Capitulo 7: Humillación


La noche siguiente se había instalado con un silencio sofocante en casa. Apenas había logrado salir del salón cuando Sasuke apareció de nuevo en mi camino, como una sombra que nunca podía evitar. Su semblante era tranquilo, pero la chispa en sus ojos me decía que no había venido a hablar de nada mundano. 

—¿Huyendo otra vez? —preguntó con una sonrisa burlona—. Siempre me ha impresionado cómo prefieres esconderte cuando las cosas no salen como quieres. 

—¿Qué quieres, Sasuke? —respondí con más calma de la que sentía. Mi voz apenas contenía el temblor que provocaba su constante presencia, su habilidad para desmoronar lo poco que me quedaba de orgullo. 

Él dio un paso adelante, acortando la distancia entre nosotros. 

—Quiero entender algo, Itachi. ¿Por qué sigues aquí, atormentándote con un papel que claramente ya no te pertenece? 

—No estoy atormentado… —mentí, aunque mi tono me traicionó. 

Su risa baja llenó el espacio entre nosotros, despectiva y cruel. 

—¿No lo estás?

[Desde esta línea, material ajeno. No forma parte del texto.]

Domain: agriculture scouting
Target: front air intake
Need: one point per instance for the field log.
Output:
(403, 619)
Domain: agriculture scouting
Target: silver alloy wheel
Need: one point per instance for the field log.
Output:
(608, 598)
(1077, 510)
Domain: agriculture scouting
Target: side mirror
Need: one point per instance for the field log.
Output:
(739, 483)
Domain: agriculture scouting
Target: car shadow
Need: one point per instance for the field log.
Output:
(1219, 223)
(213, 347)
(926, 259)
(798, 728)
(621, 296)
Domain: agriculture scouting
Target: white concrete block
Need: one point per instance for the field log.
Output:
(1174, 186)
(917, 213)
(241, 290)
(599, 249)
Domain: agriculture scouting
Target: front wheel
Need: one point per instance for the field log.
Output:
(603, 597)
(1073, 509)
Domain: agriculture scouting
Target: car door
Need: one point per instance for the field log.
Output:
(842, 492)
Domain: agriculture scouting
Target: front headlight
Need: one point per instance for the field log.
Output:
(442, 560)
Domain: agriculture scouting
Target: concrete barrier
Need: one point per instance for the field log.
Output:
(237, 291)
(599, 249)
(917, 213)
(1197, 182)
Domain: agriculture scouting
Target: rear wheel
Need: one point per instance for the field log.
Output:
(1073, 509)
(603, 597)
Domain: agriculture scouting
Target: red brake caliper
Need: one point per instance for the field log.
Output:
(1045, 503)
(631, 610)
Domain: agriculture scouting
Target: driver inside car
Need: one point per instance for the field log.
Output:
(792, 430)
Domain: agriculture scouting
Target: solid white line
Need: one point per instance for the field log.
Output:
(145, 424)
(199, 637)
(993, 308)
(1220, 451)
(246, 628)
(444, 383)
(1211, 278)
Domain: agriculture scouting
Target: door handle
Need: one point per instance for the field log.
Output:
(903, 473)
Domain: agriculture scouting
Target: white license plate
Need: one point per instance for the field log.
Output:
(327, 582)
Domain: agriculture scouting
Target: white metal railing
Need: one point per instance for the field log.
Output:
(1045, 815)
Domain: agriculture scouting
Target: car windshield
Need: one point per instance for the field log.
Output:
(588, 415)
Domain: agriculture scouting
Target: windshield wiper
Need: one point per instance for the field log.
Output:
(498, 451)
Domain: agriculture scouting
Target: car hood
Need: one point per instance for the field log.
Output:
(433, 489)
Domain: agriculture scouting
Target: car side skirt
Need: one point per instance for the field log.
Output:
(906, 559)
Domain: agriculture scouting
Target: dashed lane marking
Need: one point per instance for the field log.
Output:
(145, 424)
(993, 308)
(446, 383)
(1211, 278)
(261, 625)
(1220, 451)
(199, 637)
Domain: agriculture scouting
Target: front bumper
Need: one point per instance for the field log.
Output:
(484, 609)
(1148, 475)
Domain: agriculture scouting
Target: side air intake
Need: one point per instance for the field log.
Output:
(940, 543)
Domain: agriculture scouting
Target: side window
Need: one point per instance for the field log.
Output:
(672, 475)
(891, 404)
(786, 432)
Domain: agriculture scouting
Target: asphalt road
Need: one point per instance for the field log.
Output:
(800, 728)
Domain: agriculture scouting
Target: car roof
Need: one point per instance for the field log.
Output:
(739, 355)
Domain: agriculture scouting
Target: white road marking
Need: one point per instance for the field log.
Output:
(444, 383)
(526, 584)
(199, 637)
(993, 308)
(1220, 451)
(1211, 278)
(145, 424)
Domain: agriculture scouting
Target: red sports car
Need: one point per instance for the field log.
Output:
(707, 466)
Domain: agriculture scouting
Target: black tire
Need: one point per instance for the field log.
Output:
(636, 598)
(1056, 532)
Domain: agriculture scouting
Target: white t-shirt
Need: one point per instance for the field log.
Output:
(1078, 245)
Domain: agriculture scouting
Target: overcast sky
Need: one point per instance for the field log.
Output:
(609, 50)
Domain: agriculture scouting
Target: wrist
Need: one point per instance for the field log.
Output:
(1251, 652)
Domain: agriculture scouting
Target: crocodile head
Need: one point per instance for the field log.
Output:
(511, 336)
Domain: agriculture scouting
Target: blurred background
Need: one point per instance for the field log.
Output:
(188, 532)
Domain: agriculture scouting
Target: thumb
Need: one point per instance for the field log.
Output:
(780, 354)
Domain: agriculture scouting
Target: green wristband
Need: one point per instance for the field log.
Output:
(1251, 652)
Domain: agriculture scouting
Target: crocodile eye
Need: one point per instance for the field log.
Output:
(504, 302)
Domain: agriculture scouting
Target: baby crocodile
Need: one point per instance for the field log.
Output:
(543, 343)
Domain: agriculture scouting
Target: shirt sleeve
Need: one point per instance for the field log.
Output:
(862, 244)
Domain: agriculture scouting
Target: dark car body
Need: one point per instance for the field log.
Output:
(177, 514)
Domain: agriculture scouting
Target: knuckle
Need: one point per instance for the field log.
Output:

Porque desde donde yo estoy, parece que te estás ahogando en tu propia miseria. ¿Es eso lo que esperas que vea cada vez que te miro? 

Mi mandíbula se tensó, pero no respondí. 

—Sabes, siempre pensé que eras fuerte —continuó, rodeándome lentamente, como un depredador acechando a su presa—. Pero mírate ahora. Eres apenas una sombra de lo que alguna vez fui capaz de admirar. ¿Es así como quieres que te recuerde? 

—Ya basta, Sasuke… —mi voz sonó débil, casi suplicante. 

Él se detuvo frente a mí, inclinándose ligeramente, sus ojos perforando los míos con una mezcla de burla y desprecio. 

—¿Basta? Oh, Itachi, esto apenas comienza. Quiero que entiendas algo: tú me hiciste así. Tú me diste las herramientas para ser quien soy ahora, y ahora tengo que devolver el favor. 

Intenté apartarme, pero él me detuvo, su mano rozando mi mentón para forzarme a mirarlo. 

—¿Quieres algo de mí, Itachi? ¿Un poco de redención? ¿Tal vez… un simple beso? 

El aire se espesó entre nosotros, y el peso de sus palabras me aplastó. Su tono era una mezcla de burla y desafío, diseñado para arrancar de mí cualquier atisbo de dignidad que aún pudiera tener. 

—¿Qué tienes que perder? —preguntó, su voz baja y peligrosa—. Si realmente lo deseas, arrodíllate y pídelo. 

Mi cuerpo se tensó ante sus palabras. Una parte de mí quería reír ante la audacia, pero otra, más rota, sabía que no podía resistirme. Mis piernas temblaban, y mi orgullo, ya hecho añicos, me gritaba que no lo hiciera. 

Pero mi corazón… mi corazón dolía demasiado como para resistir. 

Sin darme cuenta, caí de rodillas frente a él. La alfombra bajo mis manos se sentía como brasas encendidas mientras bajaba la cabeza, incapaz de mirarlo. 

—Por favor… —murmuré, mi voz apenas un susurro. 

El silencio que siguió fue peor que cualquier palabra. Sentí el peso de su mirada sobre mí, y cuando finalmente habló, su tono era frío y afilado como una cuchilla. 

—Patético —dijo con una risa corta—. Realmente patético. 

Se inclinó hacia mí, sus labios cerca de mi oído, su aliento cálido contrastando con la frialdad de sus palabras. 

—Ni siquiera eres digno de lo que estás pidiendo. Quédate ahí, en el suelo, donde perteneces. 

Se alejó, dejándome solo en la penumbra de la sala, mi cuerpo temblando por la humillación y la impotencia. La puerta se cerró tras él, y el silencio volvió a envolverme, aplastándome con el peso de mi propio fracaso.